All that said, it's been a year of miraculous advances in mRNA research yielding potential jabs against HIV, Lyme's Disease and an ever growing list. A great time to revel in science and feel proud to be a scientist! My mum had a hip replacement performed by a robot and was on her feet again in a week! All hail our surgical robot overlords.
Yet I believe it's not that crisis engenders innovation so much as it forces down the hand of those resisting change. The Gates Foundation had to be shamed into releasing their grip (with an unknown cost in lives). The backstory of Robert and Jill Malone's long struggle to advance a "shelved" mRNA research project seems typical of the frustration felt by scientists in so many fields who must swim against the tide of patent madness, and other rackets that constitute scientific research and publishing today. I really think we are facing 21st century problems with hands tied by an 18th century mentality.

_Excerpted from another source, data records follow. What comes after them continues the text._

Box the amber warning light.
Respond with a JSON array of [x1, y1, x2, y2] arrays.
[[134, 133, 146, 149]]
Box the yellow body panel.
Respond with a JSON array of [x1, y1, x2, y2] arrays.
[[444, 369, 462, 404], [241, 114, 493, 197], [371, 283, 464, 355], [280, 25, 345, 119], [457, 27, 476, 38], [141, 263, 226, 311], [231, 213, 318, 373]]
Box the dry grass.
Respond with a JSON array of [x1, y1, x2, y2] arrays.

This sad and wasteful pattern is repeated in climate science and security engineering. So this year I wrote about the helplessness and Cassandra Complex felt by many of us working within a collective delusion around cybersecurity. After educating myself more on distributed file-systems and delving into the crazy legal debacle around SciHub, I wrote a little fictional piece set in a world freed from the parasites that feed on science. I hope that 2022 will continue the trend of scientific truth triumphing over the apparatchik of petty politics and profiteering.
In the Digital Vegan book I wrote much about the need for a new wave of digital literacy. How, in the '80s we taught programming and computer science in schools to bolster innovation and our economy, and how that was eventually replaced with a dumbed-down curriculum teaching "IT skills" like how to use Microsoft Word. Today we need something else, that I and Edward Snowden have both called "Digital Self Defence". That really just means "sceptical thinking applied to technology" - including the free selection of benevolent tech and the rejection of malevolent systems. We need to be teaching kids as young as five. All the amazing Internet and Web we have built amounts to nothing if it's not an Intelligence Amplifier to make a society that builds on technology but does not feebly depend upon it. ⬆
_______1 "Non-secular humanist" (or just a plain Humanist), which for millennia before the 19th century was the only form of Humanism in which people are at the centre of a world that includes spiritual morality.